Les Ulis, son beau-père poignardé et son petit ami emprisonné pour son anniversaire

Les habitants de la cité des Chantereines ont assisté impuissants au meurtre d’un quadragénaire au pied des immeubles dans la nuit du jeudi 8 mai 2008 au vendredi 9 mai 2008. Nassima (le prénom a malheureusement été changé, ndr), dont le petit ami a poignardé son beau-père, témoigne.

Triste jour pour elle. Le 10 mai 2008, c’était l’anniversaire de Nassima. Du haut de ses 15 ans, sous sa frêle ossature et son joli minois où percent encore des traits enfantins traînait le spectre de son beau-père mort poignardé, son copain fraîchement sous les verrous et sa mère anéantie.

Une histoire complètement débile, assène l’adolescente, hébétée, toute vêtue de noire, piercing à la lèvre et cœur rouge tatoué sur la poitrine avec le nom de son petit ami.
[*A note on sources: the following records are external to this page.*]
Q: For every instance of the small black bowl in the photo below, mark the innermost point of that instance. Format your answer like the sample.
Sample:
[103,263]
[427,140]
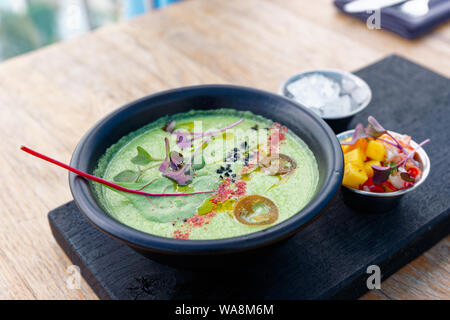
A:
[313,130]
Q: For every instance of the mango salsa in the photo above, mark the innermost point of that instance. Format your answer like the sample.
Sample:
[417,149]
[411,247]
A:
[368,167]
[356,157]
[375,150]
[354,175]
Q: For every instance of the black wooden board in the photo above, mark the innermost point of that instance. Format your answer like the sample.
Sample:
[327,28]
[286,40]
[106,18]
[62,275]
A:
[329,258]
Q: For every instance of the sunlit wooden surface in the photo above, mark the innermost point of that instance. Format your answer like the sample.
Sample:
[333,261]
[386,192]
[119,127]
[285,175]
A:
[51,97]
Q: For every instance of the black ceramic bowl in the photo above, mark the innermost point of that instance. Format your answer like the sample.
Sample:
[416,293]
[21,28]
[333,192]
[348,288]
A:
[313,130]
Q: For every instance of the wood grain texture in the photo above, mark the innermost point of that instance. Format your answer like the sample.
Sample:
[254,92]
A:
[51,97]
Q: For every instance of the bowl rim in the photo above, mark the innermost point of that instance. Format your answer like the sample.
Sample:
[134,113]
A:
[424,159]
[359,81]
[87,205]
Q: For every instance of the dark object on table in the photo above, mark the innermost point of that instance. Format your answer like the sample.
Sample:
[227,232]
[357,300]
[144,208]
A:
[406,25]
[329,258]
[301,121]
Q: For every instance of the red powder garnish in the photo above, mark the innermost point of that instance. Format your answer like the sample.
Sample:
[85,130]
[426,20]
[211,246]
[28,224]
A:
[186,227]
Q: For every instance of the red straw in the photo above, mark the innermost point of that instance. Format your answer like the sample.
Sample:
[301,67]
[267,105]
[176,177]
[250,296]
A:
[103,181]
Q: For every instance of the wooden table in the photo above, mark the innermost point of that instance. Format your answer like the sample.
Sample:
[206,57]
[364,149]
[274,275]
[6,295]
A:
[51,97]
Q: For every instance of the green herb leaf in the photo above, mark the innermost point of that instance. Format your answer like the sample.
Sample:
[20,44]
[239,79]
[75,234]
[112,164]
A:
[126,176]
[143,157]
[168,209]
[197,165]
[205,208]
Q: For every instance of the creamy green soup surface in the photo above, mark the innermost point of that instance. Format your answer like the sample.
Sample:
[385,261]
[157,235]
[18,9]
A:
[254,174]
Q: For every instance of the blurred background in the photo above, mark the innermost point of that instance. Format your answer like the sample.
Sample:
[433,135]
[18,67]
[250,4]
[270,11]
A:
[26,25]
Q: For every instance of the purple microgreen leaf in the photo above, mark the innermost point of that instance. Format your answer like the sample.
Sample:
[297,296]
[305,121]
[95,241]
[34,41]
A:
[412,153]
[183,141]
[180,176]
[169,126]
[407,177]
[359,133]
[165,164]
[176,160]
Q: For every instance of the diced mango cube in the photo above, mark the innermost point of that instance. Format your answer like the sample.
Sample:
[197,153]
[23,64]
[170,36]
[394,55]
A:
[368,167]
[354,175]
[376,151]
[361,144]
[356,156]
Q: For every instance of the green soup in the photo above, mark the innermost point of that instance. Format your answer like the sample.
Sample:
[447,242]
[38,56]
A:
[250,171]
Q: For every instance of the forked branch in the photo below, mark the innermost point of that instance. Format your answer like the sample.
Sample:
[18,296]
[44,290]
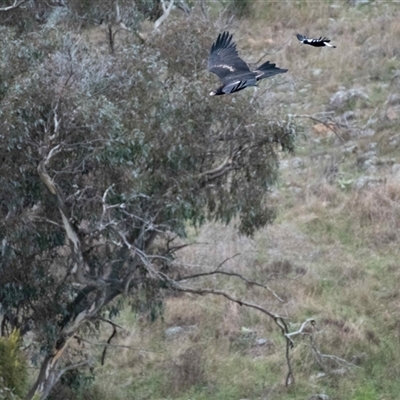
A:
[15,5]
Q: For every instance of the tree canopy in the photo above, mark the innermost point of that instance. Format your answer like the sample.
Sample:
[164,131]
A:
[105,159]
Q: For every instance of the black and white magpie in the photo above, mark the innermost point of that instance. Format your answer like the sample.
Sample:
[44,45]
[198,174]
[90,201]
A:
[321,42]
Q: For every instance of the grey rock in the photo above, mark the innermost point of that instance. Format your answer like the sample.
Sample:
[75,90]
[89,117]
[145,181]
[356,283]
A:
[373,146]
[395,169]
[365,182]
[297,162]
[174,331]
[341,98]
[367,132]
[261,341]
[348,116]
[394,99]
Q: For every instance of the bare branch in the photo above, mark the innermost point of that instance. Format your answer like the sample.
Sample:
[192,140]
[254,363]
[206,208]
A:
[15,5]
[232,274]
[165,15]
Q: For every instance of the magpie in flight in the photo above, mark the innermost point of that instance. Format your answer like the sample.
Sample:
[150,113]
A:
[321,42]
[232,70]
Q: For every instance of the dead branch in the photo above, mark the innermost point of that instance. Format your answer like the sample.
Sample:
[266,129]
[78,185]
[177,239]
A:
[103,356]
[235,274]
[15,5]
[279,320]
[166,12]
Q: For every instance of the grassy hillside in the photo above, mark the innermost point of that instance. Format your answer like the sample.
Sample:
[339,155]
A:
[332,253]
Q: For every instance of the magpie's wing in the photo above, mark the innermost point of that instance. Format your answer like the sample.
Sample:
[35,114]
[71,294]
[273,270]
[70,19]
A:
[224,60]
[320,40]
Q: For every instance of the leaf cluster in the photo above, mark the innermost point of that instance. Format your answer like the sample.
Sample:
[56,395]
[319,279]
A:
[136,149]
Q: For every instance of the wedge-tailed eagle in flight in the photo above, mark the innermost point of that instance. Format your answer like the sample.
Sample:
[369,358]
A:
[232,70]
[321,42]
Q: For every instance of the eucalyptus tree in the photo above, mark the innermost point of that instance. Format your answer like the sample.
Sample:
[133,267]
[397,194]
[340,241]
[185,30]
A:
[105,159]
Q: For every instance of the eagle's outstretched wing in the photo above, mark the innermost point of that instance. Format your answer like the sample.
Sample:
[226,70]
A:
[224,60]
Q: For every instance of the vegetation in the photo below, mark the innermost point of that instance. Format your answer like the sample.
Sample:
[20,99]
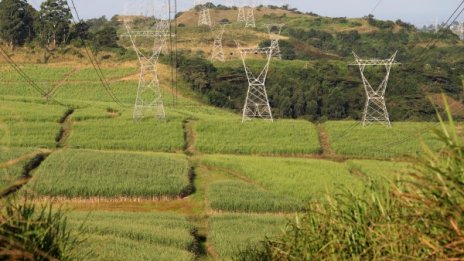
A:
[81,173]
[421,219]
[231,233]
[239,196]
[302,179]
[32,232]
[119,133]
[280,137]
[135,236]
[377,141]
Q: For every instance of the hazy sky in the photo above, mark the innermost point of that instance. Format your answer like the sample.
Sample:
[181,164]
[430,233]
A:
[418,12]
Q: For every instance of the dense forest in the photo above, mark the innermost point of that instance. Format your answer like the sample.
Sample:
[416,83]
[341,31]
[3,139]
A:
[313,80]
[327,87]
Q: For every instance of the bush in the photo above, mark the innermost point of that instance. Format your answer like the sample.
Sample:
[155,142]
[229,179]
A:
[32,232]
[421,217]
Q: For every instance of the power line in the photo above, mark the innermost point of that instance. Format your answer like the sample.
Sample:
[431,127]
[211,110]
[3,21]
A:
[26,77]
[453,17]
[93,60]
[376,6]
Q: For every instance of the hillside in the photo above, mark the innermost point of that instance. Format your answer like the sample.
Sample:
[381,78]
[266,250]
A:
[202,185]
[318,49]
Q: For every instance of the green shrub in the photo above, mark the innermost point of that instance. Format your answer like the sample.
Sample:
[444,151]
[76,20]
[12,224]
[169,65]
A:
[421,217]
[36,232]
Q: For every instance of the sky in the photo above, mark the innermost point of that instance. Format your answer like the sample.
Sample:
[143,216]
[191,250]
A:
[418,12]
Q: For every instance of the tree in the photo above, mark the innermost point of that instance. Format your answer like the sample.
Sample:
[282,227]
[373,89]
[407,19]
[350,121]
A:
[54,25]
[16,22]
[107,37]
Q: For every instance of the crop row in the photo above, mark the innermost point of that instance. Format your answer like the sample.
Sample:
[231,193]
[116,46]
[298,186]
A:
[134,236]
[88,174]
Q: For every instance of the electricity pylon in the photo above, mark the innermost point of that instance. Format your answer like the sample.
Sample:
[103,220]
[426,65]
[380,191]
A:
[149,97]
[204,14]
[375,110]
[250,17]
[241,17]
[218,51]
[274,31]
[459,30]
[257,102]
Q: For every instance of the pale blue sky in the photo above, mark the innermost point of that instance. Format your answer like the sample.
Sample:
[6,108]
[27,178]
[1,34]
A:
[418,12]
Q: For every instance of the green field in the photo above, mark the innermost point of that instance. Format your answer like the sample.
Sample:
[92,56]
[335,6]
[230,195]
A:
[9,172]
[134,236]
[231,233]
[302,179]
[257,137]
[123,133]
[239,196]
[404,138]
[81,173]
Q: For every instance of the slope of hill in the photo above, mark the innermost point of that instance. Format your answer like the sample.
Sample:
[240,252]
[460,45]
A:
[201,185]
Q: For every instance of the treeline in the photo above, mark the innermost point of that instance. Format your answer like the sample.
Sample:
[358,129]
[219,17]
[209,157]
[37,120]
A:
[52,25]
[323,90]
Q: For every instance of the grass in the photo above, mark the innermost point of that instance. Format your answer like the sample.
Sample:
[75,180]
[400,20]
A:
[379,171]
[29,134]
[378,141]
[231,233]
[238,196]
[87,174]
[257,137]
[135,236]
[24,111]
[89,74]
[123,133]
[10,172]
[302,179]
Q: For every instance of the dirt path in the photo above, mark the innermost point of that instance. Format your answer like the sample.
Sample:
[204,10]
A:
[324,140]
[61,83]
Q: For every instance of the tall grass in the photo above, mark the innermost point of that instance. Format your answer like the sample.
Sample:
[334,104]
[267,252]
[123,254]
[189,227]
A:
[125,134]
[377,141]
[81,173]
[135,236]
[36,232]
[302,179]
[257,137]
[420,218]
[238,196]
[231,233]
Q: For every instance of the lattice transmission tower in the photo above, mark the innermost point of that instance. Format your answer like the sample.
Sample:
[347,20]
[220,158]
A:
[375,110]
[250,15]
[218,50]
[204,16]
[257,102]
[241,5]
[149,99]
[275,30]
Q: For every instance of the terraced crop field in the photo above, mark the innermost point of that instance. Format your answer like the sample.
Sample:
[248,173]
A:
[135,236]
[280,137]
[198,186]
[404,138]
[87,174]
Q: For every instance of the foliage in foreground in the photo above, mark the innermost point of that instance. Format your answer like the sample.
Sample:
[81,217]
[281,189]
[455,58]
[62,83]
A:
[35,232]
[420,218]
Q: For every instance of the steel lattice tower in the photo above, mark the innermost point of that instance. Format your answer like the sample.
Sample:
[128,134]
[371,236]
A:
[218,51]
[241,17]
[149,97]
[204,14]
[257,102]
[250,17]
[375,110]
[274,31]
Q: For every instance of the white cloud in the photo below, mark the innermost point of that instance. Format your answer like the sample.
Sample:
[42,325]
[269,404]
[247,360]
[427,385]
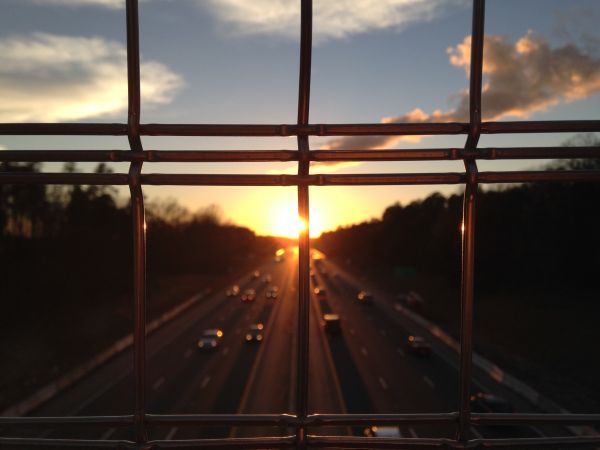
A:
[520,79]
[332,18]
[113,4]
[49,78]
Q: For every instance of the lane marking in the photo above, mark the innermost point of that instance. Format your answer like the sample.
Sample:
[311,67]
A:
[107,434]
[171,433]
[476,433]
[428,381]
[158,383]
Les images tournent en boucle dans ma tête. S’il n’y avait pas eu d’alcool, Pascal serait encore en vie et mon copain libre. C’est c… Sobre résumé d’une embrouille de famille recomposée. Une dispute, dont l’origine reste confuse et qui a coûté la vie, dans la nuit du jeudi 8 mai 2008 au vendredi 9 mai 2008, à Pascal Garde, 46 ans, sans emploi, habitant un immeuble du quartier des Chantereines, aux Ulis. Son agresseur a été mis en examen hier pour homicide volontaire et placé en détention à Fleury-Mérogis.

Nassima vit avec sa mère et le compagnon de celle-ci, Pascal Garde. C’est un violent, assure Nassima. L’adolescente, en rupture scolaire, Cap de coiffure inachevé, fréquente Mohammed, 22 ans, sénégalais. Doudou et moi, ça fait deux ans qu’on est ensemble, soupire-t-elle. Ce dernier est sans emploi, issu d’une fratrie de huit enfants, habitant chez sa mère, quartier des Bergères, également aux Ulis. Je ne l’ai jamais vu lever la main sur quelqu’un, dit-elle, mais elle reconnaît qu’il a un problème avec l’alcool.

La scène du crime, d’une grande sauvagerie, une partie de la cité y a assisté, impuissante, de ses fenêtres, jeudi soir, 8 mai 2008. Je préparais mon couscous, raconte Amel, dans sa djellaba rouge, quand j’ai vu de ma petite cuisine l’agresseur, en bas, dans le massif de fleurs, asséner des coups de poignard à un homme.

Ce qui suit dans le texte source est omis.